Town Supervisor Kathy Burke Gonzalez said the town recently passed legislation reducing the minimum lot size for accessory dwelling units (ADUs) from 20,000 square feet to 15,000 square feet and removed the requirement that a property owner be a year-round resident to build an ADU.
Gonzalez said the town is preparing an ADU construction loan/grant program that would use about $1 million from the community housing fund to offer $10,000 grants to homeowners to build ADUs, supplementing a prior nonprofit pilot in western Suffolk that had strong interest but limited eligibility.

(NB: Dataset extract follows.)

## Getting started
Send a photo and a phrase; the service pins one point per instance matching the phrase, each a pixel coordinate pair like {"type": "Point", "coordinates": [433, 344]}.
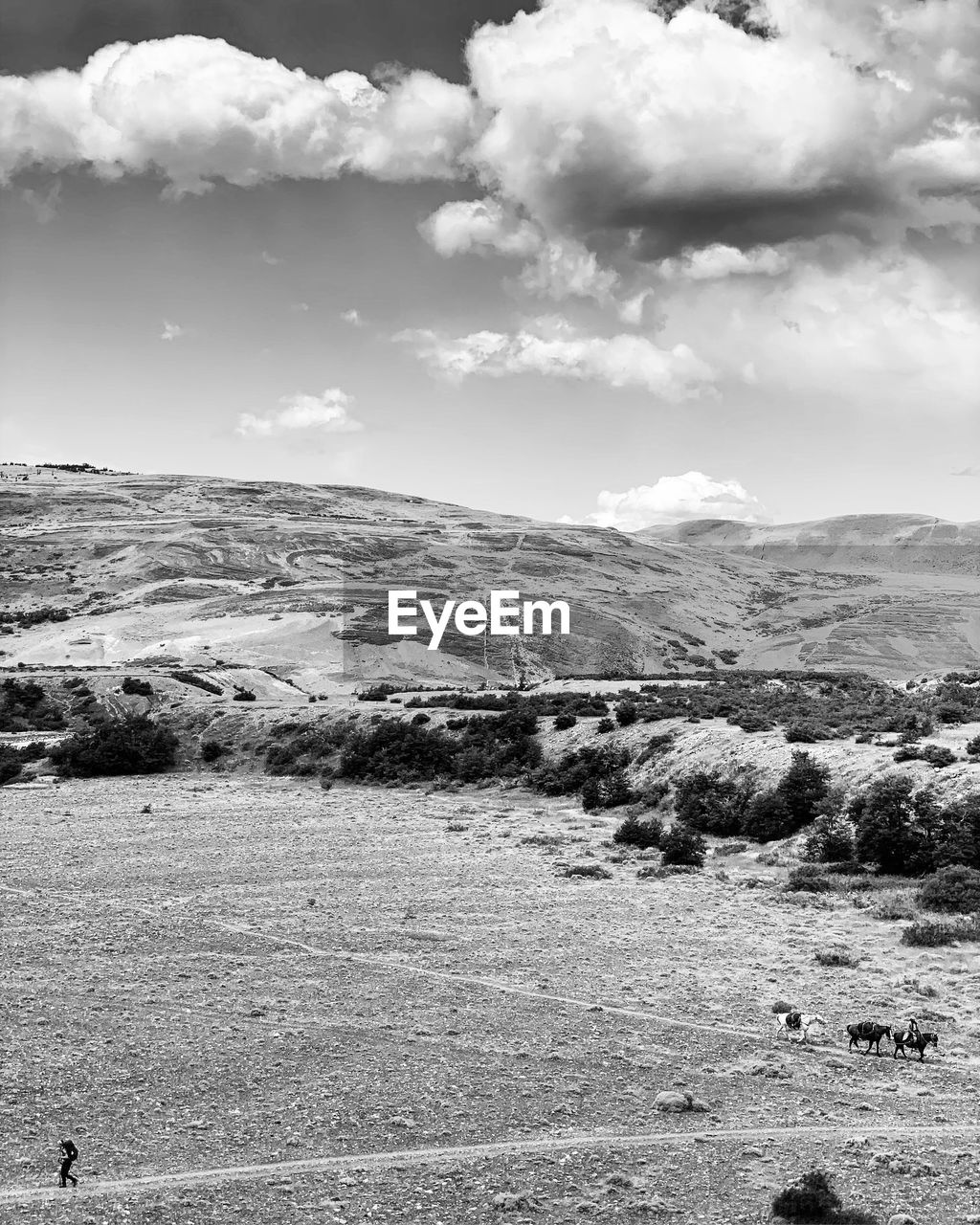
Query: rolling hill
{"type": "Point", "coordinates": [292, 581]}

On first-time homebuyer assistance, Gonzalez described a CHF-funded down-payment program that offers a $30,000, interest-free assistance amount for qualifying buyers of homes up to roughly $1.7 million; the town does not recapture repayment until sale of the home, she said. Gonzalez said the CHF has collected “over $25 million” since it was enacted and that the fund accepts requests from housing providers and developers for loans, acquisitions and infrastructure support.
Gonzalez directed interested residents to the housing office on Bluff Road for program details and said town staff (director Mark Morgan Perez, and staff Linda Norris and Joanne Pilgrim) are the primary contacts. She also noted the recently adopted code changes must be filed with the New York State Department of State and that the town is updating its website with the new guidance.
Next steps: the town will finalize program rules and post application information on the housing office website; interested homeowners should contact the housing office to learn eligibility and timing.